Top US commando sees more demand for elite forces in Iraq
By ROBERT BURNS
AP Military Writer
WASHINGTON (AP) — Even as the overall U.S. force in Iraq shrinks, the number of elite troops known as special operations forces is likely to grow, the military’s top commando told The Associated Press recently.
More of these specially trained, often secretive forces may be required in Iraq in order to fill a niche role in the development of Iraqi security forces as the number of conventional Army troops goes down, Adm. Eric T. Olson, commander of U.S. Special Operations Command, said in an interview.
The total U.S. force in Iraq of about 158,000 troops — including about 5,000 special operations troops — is scheduled to drop to about 140,000 by the end of July as two more Army combat brigades leave.
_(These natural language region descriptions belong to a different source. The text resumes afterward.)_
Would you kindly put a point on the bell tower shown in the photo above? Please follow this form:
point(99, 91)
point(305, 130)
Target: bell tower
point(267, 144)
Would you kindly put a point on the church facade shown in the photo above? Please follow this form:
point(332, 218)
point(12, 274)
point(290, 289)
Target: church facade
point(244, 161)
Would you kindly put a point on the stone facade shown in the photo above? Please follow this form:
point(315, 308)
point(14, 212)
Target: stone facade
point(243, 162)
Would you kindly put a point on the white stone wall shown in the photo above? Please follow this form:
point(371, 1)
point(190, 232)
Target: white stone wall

“Nothing I’ve been told leads me to believe that there will be a reduction” in special operations forces in Iraq, “and the door is always open for an increase in demand, so we’re just trying to prepare for that the best we can,” Olson said.
In addition to their role in training Iraqi soldiers and police, U.S. special operations forces perform small-scale raids, long-range reconnaissance and other secretive operations in search of al-Qaida and other terrorist suspects. They also work quietly with Iraqi tribal leaders to undermine the insurgency.
It was the first interview Olson has given since taking the helm at the Special Operations Command last July. He is the first Navy SEAL to hold the post, which has largely been the province of Army generals.
Olson spoke for about 30 minutes in an office he uses when visiting the Pentagon; his headquarters is at MacDill Air Force Base, Fla. Under his command are the elite forces from each of the military services, including Army Green Berets and Rangers, Navy SEALs and Marine and Air Force commandos.
Olson made it clear he is not seeking a bigger role for special operations forces in Iraq. In fact his forces already are so heavily engaged there and Afghanistan that they are unable to fully perform their traditional mission in other parts of the world. To illustrate that point, Olson said that when the 7th Special Forces Group, whose normal area of focus is Latin America, rotates into Afghanistan for seven-month tours, it takes two of its three battalions there, leaving just one in Latin America.
“That leaves us underrepresented” in Latin America, the admiral said.
The situation is similar for special forces units that are designated mainly for Africa and Europe, he said, and to a lesser extent in the Pacific region.
Since the U.S. invaded Iraq in March 2003, about 80 percent of the overseas deployments of special operations forces have been to the Middle East and Afghanistan, Olson said. That compares with 20-25 percent before Sept. 11, 2001.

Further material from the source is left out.